IN KÜRZE

Corona: Hase offiziell Kontaktperson 150 000 Zuschauer werden ausgewählt

von Redaktion

Eiskunstlauf

Die Eiskunstläuferin Minerva Hase ist nach dem positiven Corona-Test ihres sportlichen Partners Nolan Seegert bei Olympia in Peking offiziell als Kontaktperson eingestuft worden. Das teilte der Deutsche Olympische Sportbund (DOSB) am Donnerstag mit. Die 22 Jahre alte Berlinerin wohne in einem separaten Zimmer im olympischen Dorf, dürfe aber immerhin trainieren. Hase muss sich nun zweimal am Tag einem PCR-Test unterziehen. Wenn die Ergebnisse sieben Tage lang negativ sind, werden die Einschränkungen wieder aufgehoben. Zuvor hatte der DOSB mitgeteilt, dass es im Zusammenhang mit dem Corona-Fall Seegert einen sogenannten Close Contact mit einem weiteren Mitglied der Teilmannschaft Eiskunstlauf gebe, bei dem es sich nicht um Hase handele. Der 29 Jahre alte Seegert war als erster deutscher Athlet in Peking positiv auf das Coronavirus getestet worden und befindet sich in einem Isolations-Hotel. Mit zwei negativen Tests im Abstand von mindestens 24 Stunden könnte er dieses vor dem Ablauf von zehn Tagen wieder verlassen. Sollte der Berliner diese Voraussetzungen erfüllen, könnte er mit Partnerin Hase wie geplant am 18. und 19. Februar im Paarlauf-Wettbewerb antreten.

Allgemein

Die Olympia-Macher von Peking werden die streng limitierten Tickets für die Winterspiele an rund 150 000 Menschen verteilen. Damit sollen rund die Hälfte der verfügbaren Plätze auf den Tribünen gefüllt werden, teilten die chinesischen Organisatoren am Donnerstag während der 139. Session des Internationalen Olympischen Komitees mit. Zuschauer aus dem Ausland sind wegen der strikten Maßnahmen gegen die Verbreitung des Coronavirus nicht zugelassen.
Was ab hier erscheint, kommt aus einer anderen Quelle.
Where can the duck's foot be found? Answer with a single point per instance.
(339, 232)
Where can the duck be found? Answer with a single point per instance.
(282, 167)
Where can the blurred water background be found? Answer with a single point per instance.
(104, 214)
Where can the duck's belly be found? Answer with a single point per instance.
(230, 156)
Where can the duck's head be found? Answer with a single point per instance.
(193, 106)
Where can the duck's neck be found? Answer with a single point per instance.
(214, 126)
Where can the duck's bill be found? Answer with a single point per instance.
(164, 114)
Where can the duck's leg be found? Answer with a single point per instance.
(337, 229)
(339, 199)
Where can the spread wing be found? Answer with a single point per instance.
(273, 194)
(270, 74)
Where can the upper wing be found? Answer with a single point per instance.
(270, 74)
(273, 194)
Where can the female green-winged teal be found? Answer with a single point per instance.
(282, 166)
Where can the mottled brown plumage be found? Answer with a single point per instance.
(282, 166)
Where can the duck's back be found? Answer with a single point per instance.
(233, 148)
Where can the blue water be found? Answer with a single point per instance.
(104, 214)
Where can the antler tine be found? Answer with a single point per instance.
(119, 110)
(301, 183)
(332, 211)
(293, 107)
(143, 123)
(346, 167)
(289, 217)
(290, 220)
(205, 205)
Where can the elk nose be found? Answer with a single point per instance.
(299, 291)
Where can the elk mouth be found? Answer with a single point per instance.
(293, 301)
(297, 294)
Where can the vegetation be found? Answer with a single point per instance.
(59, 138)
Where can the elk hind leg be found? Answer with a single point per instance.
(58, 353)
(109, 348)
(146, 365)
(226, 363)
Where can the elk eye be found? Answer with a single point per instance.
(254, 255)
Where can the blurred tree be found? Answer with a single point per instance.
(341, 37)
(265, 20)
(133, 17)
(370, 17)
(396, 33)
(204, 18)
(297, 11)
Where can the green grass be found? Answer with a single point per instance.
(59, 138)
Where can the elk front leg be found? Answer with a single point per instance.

Auch in China gehen die Karten nicht in den freien Verkauf, sondern werden durchwegs an Ausgewählte verteilt. Dabei sollen aber nicht nur Chinesen von innerhalb und außerhalb der Olympia-Blase zum Zuge kommen, versicherten die Veranstalter. Auch Ausländer, die derzeit in China leben, erhalten demnach die Chance auf die Zuteilung von Tickets. Neben Einwohnern der Olympia-Regionen und Vertretern von Sponsoren sollen auch Schüler berücksichtigt werden. Für die Winterspiele gilt ein strenges Corona-Sicherheitskonzept. Alle Beteiligten sind vollständig vom Rest der Bevölkerung getrennt. Um Infektionen möglichst rasch zu erkennen, muss jeder innerhalb des sogenannten geschlossenen Kreislaufs täglich einen PCR-Test absolvieren.